The sixteen-year wait is over, “Dirty Leeds” is back in the Premiership and personally – as a massive fan of 90’s soccer I couldn’t be happier to see the landscape of the Premier League become more reminiscent of my childhood soccer-days. 

The last time we saw Leeds compete in the EPL, they suffered a 1-0 defeat to Chelsea (May 2004) – to put things into perspective –Thierry Henry was one the Premier League’s highest-ranked players, it’s been a while and fans wouldn’t have expected such a wait in return to top-flight action. In-fact, it took Leeds United three years playing in the Championship before relegation into League One became their next hurdle in club competition. 

Fun Fact: James Milner is the only player from the Leeds United side who was relegated in 2004 who still competes at the highest level and funnily enough, he has been a vital role in Jurgen Klopp’s Premier League-winning squad this season. 

Leeds United supporters hold up a large banner as they gather outside their Elland Road ground to celebrate the club’s return to the Premier League. (Photo by Paul ELLIS / AFP)

What’s next for Leeds United & Marcelo Bielsa

Conquering the Championship was just the first of Bielsa’s worries, now the highly praised coach is faced with the highest level of soccer talent on the planet. 

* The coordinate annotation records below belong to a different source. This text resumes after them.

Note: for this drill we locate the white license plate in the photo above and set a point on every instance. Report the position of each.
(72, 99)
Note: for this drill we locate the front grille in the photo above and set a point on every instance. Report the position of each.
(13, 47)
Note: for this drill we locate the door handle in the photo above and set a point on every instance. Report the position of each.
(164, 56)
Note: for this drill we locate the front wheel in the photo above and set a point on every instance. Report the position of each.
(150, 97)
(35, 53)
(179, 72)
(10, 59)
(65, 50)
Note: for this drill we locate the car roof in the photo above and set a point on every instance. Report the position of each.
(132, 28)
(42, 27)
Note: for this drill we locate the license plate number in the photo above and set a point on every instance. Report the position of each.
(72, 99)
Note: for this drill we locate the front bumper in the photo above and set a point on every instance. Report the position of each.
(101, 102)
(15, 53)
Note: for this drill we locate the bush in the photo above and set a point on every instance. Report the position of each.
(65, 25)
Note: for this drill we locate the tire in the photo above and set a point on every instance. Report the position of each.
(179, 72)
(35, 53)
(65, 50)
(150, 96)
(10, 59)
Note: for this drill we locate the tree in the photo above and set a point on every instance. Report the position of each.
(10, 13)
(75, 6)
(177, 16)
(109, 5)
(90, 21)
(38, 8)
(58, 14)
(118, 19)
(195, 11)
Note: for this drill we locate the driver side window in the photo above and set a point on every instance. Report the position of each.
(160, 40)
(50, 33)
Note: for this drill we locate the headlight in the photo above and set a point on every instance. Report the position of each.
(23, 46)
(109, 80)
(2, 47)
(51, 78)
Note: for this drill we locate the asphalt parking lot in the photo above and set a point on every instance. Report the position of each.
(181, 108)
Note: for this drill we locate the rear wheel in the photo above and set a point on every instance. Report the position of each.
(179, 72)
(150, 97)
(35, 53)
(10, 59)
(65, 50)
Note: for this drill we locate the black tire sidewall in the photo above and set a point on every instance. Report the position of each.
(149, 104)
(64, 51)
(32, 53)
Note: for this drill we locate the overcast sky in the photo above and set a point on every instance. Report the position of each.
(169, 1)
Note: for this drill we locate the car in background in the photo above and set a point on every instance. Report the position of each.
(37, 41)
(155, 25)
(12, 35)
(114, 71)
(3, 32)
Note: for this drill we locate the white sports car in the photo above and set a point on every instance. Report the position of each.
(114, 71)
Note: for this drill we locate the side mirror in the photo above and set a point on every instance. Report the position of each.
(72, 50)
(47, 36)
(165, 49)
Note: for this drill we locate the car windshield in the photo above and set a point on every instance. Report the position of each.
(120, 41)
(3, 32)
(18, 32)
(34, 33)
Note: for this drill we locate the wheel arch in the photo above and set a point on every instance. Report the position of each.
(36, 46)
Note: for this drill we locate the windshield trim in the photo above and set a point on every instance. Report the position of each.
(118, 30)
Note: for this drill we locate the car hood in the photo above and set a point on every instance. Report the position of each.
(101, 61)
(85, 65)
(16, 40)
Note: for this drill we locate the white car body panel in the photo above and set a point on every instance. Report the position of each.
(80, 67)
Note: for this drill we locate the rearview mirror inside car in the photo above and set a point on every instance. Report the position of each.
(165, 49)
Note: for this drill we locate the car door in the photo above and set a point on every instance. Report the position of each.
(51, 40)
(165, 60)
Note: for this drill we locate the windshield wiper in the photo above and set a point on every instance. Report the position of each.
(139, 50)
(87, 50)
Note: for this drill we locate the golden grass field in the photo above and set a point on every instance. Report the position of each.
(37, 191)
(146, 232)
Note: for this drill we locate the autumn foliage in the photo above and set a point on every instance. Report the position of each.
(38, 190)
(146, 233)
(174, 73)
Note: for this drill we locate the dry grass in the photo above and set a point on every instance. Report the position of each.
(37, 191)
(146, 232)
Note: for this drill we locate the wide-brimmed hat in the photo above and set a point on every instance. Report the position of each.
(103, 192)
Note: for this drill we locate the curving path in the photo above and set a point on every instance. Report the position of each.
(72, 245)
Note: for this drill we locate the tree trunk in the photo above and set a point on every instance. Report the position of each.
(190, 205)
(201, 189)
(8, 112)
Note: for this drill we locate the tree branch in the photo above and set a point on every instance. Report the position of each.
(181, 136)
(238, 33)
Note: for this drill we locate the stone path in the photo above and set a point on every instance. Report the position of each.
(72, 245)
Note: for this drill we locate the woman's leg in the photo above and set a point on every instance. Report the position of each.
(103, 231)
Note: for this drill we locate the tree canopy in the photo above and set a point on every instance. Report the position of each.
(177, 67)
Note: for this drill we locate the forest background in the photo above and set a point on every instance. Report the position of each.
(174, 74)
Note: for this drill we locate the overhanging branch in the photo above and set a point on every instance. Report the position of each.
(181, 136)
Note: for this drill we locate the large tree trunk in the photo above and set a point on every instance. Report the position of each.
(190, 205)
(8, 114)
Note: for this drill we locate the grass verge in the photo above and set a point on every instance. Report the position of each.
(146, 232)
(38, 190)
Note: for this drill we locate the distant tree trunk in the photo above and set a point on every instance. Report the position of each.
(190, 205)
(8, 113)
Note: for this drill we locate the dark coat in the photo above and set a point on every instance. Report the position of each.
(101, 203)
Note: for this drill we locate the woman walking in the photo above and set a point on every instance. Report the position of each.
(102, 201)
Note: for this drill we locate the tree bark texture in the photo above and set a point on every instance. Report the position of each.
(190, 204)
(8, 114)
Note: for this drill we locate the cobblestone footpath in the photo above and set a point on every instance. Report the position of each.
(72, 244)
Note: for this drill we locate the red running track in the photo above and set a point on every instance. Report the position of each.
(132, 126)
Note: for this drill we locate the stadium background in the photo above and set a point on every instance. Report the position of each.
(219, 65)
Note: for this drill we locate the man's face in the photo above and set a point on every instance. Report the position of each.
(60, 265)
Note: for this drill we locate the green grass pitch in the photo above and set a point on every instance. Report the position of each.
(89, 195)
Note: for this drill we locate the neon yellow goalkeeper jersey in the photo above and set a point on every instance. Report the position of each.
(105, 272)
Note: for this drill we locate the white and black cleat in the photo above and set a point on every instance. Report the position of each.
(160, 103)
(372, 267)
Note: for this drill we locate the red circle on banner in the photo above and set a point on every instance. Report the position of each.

I wouldn’t expect much nerve’s or worry from Bielsa, it’s taken him two seasons to shift Leeds United into the Premier League, and I wouldn’t be surprised if it took him another two years to establish the club in the division.

A man of integrity and strong morals, the first dealings for Leeds United as a club would be to extend Bielsa’s contract which expires this summer. Watching him exit his Volkswagen Golf before they clashed with Derby, and pay attention to the disabled fan; proved what Bielsa is all about. I wouldn’t expect the manager to leave Leeds United, but questioning his integrity could steer his interests from his managerial position. The executives of the Leeds board should be careful not to disgruntle the coach; working together will be the best outcome. 

Rumours have emerged that an investment boost for Leeds United could be around the corner, as Billionaire owners are now favourites to complete a considerable takeover of the club. With this in mind, it could help with the financial struggles that Leeds may come across, and previous club takeovers helped take teams such as Manchester City to unforeseen heights.

Financial problems won’t be the forefront of Bielsa’s mind, but more-so a competitive with other top coaches in his bracket of talent. Pep Guardiola went on record to praise Bielsa and remind the press that his success should be of no surprise. 

Leeds aren’t guaranteed success during the 2020/2021 English Premier League season, but we haven’t seen such a talented and well-bonded team since the arrival of Sheffield United. Leeds has a high chance of concurring the first season back at the top, so long as the club’s directors can keep the majority of squad and management that put them here.